David*



Tengo nueve días para escribir un poema que dure novecientos noventa y nueve mil años. Lo cierto, es que no podré. La poesía es como arrojar piedras a la nave espacial donde está Dios. Y eso, no es sencillo. He pensado, por ejemplo, iniciar hablando sobre Jesucristo extraviado en las calles de Nueva York, pero al llegar al punto en el que el Nazareno entra a un banco y cambia la redención de los hombres por 58 dólares, me quedaría sin tema, y me vería forzada a inventarme un combate a muerte entre el mesías y Spiderman. Pensé, también, en escribir que escribía, pero ya lo habían hecho. Finalmente, decidí olvidar todo esto y hablarles de mí, Rebeca Rojas, a su servicio:

Nací el 34 de enero de 1755. Nací con el cuerpo tatuado de espejo y una corona de raíces. Recuerdo mi infancia.

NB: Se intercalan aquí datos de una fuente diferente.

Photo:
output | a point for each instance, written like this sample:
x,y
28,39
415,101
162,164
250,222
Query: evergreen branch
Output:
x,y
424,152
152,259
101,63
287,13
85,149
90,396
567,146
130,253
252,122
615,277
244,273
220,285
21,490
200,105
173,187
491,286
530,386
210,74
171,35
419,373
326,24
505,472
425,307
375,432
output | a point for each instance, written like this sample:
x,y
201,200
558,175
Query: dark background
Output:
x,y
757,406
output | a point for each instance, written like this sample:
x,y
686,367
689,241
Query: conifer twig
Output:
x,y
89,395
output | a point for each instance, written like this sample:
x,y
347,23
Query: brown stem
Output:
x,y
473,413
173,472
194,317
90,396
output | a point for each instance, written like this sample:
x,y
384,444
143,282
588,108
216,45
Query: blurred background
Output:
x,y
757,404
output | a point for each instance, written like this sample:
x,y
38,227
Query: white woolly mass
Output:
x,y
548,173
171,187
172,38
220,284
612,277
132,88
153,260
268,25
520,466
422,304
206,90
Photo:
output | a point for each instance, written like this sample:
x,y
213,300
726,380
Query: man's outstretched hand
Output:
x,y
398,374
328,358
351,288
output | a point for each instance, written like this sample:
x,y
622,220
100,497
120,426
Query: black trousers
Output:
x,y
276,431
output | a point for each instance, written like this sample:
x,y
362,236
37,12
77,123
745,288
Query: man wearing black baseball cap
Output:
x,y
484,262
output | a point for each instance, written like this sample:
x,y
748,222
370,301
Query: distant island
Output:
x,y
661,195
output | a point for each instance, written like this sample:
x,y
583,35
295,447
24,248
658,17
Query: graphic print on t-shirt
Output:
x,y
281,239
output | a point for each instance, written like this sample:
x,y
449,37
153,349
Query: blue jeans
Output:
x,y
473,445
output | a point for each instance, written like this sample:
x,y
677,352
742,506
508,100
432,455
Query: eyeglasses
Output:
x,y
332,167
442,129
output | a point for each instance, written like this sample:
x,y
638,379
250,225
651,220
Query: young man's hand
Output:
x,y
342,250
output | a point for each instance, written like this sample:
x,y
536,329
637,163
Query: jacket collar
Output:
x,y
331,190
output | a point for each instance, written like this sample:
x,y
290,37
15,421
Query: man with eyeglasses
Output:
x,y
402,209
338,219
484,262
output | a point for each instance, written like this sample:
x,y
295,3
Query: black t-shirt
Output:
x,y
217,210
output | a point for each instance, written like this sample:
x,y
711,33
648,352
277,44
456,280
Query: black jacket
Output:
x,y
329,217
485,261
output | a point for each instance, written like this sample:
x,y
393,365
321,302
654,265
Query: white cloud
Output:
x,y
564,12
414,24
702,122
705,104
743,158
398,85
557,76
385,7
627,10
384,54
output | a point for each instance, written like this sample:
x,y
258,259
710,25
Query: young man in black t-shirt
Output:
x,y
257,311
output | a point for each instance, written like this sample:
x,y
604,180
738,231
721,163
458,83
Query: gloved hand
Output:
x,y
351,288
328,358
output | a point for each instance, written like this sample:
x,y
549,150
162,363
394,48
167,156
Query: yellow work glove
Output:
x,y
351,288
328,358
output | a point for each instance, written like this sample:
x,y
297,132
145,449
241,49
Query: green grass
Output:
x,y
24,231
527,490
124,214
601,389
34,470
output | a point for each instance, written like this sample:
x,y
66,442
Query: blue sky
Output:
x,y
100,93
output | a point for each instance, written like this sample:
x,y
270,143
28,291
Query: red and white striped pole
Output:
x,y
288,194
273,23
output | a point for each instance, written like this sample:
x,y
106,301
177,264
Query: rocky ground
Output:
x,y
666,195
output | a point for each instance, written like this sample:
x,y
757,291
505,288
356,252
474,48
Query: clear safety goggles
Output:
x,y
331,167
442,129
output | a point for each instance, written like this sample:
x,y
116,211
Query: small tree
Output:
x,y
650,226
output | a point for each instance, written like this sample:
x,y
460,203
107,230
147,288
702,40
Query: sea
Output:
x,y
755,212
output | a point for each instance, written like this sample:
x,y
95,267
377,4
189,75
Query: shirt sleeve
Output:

Me paraba junto al río a que el agua mojara mi sombra. Las tardes, entre blancas y azules como los caballos descendían con un suave galope de cristal entre los montes. En aquellas horas del día procuraba no mirar fijamente las crines ardientes del ocaso, sino hundir mis dedos en su espeso cabello de sol. Era feliz. Aún no conocía la escritura de las aves, pero sabía que trataban de contarme algo. Tenía 74 amigos, todos con el mismo nombre. Escribían poemas en el cuerpo de los venados y luego los montaban por todo el bosque.

(…)

Conocí a Emilio mientras grafitaba la estatua de la Libertad y yo vagaba encima de un dinosaurio. Me enseñó que el tiempo era un invento de los reptiles del futuro (…) Noté que mis amigas danzaban en secreto para la luna. Noté que cantaban a los árboles y a los ríos. Cantaban y agitaban las manos entre las estrellas. Una de ellas trazó con el dedo los diagramas de los astros. Otra empezó a repetirse por todo el edificio. Arrojaron máquinas de coser toda la noche, hasta que la noche se volvió un jardín cósmico de tela. Escribieron sobre sus ataúdes la borrachera de los dioses jóvenes.

(…)

Yo estaba llorando sobre un campo de orquídeas junto a las pirámides cuando la conocí. Su nombre es Frida (…) Tenía una constelación de lunares en el lado izquierdo de la cara, que cambiaban de lugar según la hora del día (…) Creció soñando que las estatuas también tenían pulso. Su nombre es Frida, pero qué nube cabizbaja y tierna no lo sabe (…) Quise tomarla de la mano, pero el peso de mi sombra me avergonzaba. Nací el 34 de mayo de 1297. Mi ocupación era construir planetas con canicas, lumbre y arena. Crecí con las manos ardiendo en sueño. Con los siglos descubrí que la literatura es esculpir la eternidad sobre un trozo de hielo. Hablé con un ángel de petróleo sobre las cuatro palomas entorno a la luna y de la condición bicardiaca del cielo. Trescientos años después salí del mar y le dije a Frida que mi libro favorito eran sus manos dándole nueva forma al mundo (...)


* David Meza es mexicano, tiene 19 años y muchas canas en su cabeza. Vive en la zona norte del Distrito federal en una casa transparente que es pura ventana. En la entrada hay un letrero que Frida grita sin mover la boca: DELIRIO, me cuenta que dice mientras asesino a quien desacraliza.